Sprague-Thomson is the name of the first rolling stock on the Paris Métro made completely of metal. It replaced the mostly wooden M1.

History

Research before 1908

In light of the Paris Métro train fire of 1903, the Compagnie du chemin de fer métropolitain de Paris (CMP) searched for rolling stock that was both durable and safe.  The Thomson Multiple stock was the most widely adopted at the time, but was complex.  At the same time, the American Sprague stock did not fit the requirements.

Two motors
The Sprague-Thomson was conceived in 1908 through the synthesis of earlier systems and the use of the method of motor control invented by Frank J. Sprague.  Beginning in 1907, the CMP started to construct metallic stock. The motrices 500 (motor cars) formed the first series of Sprague-Thomson, which was referred to familiarly as simply "Sprague". The cars were constructed entirely of metal and each power car had two 175 hp motors. Each train set consisted of five cars, including three power cars, and contained a large compartment of electrical equipment, referred to as a grande loge. After World War I, the motor cars were improved so that the electrical equipment did not take up so much space and thus were called petites loges.

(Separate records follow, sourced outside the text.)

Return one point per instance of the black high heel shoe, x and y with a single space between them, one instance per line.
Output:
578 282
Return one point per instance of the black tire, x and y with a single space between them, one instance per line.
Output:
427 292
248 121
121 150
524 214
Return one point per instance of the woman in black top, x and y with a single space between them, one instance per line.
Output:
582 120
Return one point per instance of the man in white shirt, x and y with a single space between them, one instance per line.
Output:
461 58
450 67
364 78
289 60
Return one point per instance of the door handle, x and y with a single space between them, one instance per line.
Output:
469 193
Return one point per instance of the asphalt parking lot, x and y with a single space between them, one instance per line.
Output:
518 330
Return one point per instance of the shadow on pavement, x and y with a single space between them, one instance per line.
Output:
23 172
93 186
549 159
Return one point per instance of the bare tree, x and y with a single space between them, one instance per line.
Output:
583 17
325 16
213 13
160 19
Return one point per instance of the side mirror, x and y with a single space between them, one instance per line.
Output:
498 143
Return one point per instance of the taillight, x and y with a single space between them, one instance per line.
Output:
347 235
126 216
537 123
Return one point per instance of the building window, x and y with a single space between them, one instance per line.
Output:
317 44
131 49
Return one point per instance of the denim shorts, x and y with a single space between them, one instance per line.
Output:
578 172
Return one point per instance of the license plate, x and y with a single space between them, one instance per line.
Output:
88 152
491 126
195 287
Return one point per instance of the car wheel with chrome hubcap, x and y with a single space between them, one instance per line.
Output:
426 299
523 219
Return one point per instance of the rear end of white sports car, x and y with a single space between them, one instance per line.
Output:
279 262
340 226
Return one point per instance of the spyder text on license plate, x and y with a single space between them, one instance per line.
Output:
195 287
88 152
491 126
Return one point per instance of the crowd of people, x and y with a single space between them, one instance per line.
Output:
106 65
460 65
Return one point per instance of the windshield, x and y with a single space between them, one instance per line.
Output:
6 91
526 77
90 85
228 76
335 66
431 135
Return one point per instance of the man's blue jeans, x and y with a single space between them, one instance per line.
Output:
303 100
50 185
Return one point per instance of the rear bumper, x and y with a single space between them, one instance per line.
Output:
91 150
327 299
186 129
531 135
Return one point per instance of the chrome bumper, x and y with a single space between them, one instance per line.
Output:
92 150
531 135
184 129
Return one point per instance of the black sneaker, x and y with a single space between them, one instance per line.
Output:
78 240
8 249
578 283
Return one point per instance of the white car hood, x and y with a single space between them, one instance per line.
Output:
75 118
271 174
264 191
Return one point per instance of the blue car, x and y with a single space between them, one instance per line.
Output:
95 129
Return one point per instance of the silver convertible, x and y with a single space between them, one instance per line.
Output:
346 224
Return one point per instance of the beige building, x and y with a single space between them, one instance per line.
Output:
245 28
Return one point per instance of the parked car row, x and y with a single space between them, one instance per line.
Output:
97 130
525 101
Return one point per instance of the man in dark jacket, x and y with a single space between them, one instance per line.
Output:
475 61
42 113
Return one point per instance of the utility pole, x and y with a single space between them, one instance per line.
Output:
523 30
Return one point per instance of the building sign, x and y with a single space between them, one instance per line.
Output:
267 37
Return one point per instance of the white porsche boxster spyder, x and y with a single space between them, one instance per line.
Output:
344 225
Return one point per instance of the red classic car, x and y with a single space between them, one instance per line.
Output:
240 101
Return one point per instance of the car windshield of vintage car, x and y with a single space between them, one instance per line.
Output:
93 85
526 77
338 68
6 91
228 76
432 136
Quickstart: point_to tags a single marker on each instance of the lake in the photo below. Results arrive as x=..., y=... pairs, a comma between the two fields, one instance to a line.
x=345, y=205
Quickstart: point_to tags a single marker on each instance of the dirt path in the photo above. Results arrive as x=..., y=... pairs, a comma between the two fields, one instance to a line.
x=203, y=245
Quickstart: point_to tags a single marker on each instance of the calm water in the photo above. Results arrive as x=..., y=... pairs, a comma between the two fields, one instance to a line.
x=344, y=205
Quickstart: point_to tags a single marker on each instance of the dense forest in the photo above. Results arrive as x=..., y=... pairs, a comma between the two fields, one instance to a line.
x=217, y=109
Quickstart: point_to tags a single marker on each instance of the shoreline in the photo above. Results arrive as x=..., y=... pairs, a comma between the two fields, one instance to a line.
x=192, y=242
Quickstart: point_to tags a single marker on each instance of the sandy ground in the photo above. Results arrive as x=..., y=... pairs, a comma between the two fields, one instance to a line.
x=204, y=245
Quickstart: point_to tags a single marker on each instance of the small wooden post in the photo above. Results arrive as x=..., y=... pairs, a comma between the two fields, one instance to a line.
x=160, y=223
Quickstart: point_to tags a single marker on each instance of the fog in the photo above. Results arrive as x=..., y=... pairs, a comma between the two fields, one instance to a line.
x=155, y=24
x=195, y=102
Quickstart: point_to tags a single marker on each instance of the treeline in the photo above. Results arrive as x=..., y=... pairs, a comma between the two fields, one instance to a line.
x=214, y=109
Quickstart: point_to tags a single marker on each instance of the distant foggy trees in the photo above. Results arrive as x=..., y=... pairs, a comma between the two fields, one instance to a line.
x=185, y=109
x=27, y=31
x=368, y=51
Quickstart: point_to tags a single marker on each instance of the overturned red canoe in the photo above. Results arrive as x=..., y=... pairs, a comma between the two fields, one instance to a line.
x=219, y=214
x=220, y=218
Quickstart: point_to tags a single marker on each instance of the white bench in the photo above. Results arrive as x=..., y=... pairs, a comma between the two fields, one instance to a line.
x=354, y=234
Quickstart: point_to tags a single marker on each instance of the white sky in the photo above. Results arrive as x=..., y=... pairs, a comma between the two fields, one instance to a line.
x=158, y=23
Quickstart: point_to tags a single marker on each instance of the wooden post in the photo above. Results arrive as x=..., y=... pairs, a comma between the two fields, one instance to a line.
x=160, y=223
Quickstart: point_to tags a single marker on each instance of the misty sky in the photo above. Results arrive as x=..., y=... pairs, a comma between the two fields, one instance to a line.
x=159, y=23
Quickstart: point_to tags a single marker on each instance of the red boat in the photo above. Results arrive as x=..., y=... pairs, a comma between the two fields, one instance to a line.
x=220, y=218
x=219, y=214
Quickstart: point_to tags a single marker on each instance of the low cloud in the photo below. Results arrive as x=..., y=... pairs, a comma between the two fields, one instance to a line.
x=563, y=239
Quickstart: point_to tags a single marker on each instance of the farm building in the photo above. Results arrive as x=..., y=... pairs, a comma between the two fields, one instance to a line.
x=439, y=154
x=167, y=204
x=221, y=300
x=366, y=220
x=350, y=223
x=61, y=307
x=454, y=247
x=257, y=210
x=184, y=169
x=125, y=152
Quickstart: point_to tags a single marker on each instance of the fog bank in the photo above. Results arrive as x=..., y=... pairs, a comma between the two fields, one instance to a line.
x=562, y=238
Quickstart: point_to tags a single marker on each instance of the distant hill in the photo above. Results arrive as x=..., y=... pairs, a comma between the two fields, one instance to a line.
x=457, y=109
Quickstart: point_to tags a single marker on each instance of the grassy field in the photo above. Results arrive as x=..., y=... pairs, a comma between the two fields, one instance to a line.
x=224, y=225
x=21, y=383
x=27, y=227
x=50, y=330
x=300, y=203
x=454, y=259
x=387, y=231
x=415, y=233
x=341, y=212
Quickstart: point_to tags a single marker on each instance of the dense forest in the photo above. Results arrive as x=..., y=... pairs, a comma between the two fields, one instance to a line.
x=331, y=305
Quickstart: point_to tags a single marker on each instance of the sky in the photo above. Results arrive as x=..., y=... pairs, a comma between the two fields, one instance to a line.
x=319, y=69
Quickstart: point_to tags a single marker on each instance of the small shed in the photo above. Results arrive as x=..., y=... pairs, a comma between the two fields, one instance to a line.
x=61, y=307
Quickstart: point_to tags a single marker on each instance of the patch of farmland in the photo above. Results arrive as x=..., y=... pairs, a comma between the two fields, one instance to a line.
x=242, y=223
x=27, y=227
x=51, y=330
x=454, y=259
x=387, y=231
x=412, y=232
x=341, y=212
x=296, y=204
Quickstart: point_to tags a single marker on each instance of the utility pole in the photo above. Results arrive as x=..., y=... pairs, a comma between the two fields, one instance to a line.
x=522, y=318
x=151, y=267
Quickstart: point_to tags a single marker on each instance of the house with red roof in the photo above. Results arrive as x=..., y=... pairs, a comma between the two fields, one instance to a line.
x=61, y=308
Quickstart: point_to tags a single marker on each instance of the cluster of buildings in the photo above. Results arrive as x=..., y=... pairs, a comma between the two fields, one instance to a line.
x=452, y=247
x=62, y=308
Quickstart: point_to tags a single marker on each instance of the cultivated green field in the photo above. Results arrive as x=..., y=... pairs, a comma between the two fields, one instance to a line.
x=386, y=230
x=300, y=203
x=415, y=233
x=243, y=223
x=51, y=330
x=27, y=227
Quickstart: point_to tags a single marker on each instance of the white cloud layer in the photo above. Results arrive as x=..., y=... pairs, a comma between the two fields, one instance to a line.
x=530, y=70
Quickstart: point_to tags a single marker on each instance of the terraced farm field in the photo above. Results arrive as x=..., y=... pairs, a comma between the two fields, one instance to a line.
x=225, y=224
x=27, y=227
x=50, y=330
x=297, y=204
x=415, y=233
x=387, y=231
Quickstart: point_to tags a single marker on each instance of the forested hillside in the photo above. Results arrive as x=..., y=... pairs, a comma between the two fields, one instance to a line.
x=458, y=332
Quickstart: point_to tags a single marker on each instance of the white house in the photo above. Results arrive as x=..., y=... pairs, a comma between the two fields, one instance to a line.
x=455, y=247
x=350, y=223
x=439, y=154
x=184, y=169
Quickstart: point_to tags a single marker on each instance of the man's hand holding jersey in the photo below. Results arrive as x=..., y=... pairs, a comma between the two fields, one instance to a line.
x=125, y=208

Certain grande loge motor cars were regrouped into sets of two in order to form work trains with two compartments.  These were first painted gray, but later repainted yellow. The arrival of the TMA material in the 1980s and the TME material in the 2000s allowed many of these motor cars to be retired. A project to convert some MF 67 cars for running between depots is in progress to replace the Sprague trains that are currently dedicated to this task. The use of the last Sprague sets ended on 8 March 2011 for health and safety reasons. The T.74, T.91 and T.94 models are preserved by the ADEMAS association, and the T.95 model is preserved by the RATP.

"Nord-Sud" motorcars
The Compagnie du Nord-Sud began construction in 1910 of a new type of Sprague, with four 125 hp motors, and two power cars per train instead of three power cars.  They are painted gray and blue, unlike the dark green of those of the CMP, and red and yellow for first class.  The Nord-Sud also used to have mixed first/second class trailers, which ran on the former line B (St Lazarre - Porte de Saint Ouen / Porte de Clichy).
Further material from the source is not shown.